In a nutshell
This study examined the long-term survival of patients who received stem cell transplants (SCT) and compared them to the general population. The authors found that patients who received SCTs had almost the same chance of survival as the general population and identified factors that alter this chance.
Treatments such as chemotherapy can reduce the number of healthy immune cells. Immune cells are made by stem cells. Stem cell transplant (SCT) involves giving patients stem cells after they are finished treatment to remove cancer cells.
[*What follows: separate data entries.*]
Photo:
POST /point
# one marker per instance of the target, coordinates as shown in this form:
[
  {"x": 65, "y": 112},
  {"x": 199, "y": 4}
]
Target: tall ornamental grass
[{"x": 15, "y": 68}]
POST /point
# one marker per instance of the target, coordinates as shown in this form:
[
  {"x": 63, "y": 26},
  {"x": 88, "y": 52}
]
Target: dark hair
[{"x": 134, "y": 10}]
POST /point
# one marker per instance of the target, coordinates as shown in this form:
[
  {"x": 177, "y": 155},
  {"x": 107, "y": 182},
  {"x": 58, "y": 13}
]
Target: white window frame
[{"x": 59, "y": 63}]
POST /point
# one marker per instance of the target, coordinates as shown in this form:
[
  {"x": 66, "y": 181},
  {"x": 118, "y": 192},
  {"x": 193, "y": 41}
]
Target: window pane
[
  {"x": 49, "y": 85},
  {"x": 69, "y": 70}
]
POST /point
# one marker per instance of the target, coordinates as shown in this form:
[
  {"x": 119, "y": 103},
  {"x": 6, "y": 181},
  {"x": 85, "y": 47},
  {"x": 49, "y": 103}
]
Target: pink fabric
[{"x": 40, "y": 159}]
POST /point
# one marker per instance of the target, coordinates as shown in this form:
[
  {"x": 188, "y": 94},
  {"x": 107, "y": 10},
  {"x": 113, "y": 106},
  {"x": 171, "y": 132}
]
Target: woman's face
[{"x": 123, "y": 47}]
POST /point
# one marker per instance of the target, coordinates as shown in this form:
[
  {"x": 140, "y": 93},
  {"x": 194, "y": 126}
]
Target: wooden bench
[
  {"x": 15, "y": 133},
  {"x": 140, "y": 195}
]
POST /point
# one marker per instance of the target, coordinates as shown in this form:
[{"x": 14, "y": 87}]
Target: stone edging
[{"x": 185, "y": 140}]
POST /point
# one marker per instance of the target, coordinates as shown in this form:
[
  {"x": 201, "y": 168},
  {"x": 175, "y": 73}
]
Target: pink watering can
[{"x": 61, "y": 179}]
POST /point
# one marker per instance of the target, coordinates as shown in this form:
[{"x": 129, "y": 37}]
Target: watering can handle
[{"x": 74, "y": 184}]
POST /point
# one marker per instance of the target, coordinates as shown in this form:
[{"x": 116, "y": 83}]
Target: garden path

Stem cells can be taken from a donor (allogeneic; allo-SCT) or from the patient before they start treatment (autologous; auto-SCT). Information on patients who survive long-term after SCT is useful to understand how to improve their care long-term.
Methods & findings
Data was examined from patients who received SCT and survived without signs of cancer for more than 2 years. 1562 patients received allo-SCT and 3822 patients received auto-SCT from 2002 to 2011. Patients either had a type of leukemia, lymphoma, myelodysplastic syndrome (MDS), or myeloma. Patients were followed for 5.6 years on average. This data was compared to a previous study from 1992 to 2001 and statistics from the general population.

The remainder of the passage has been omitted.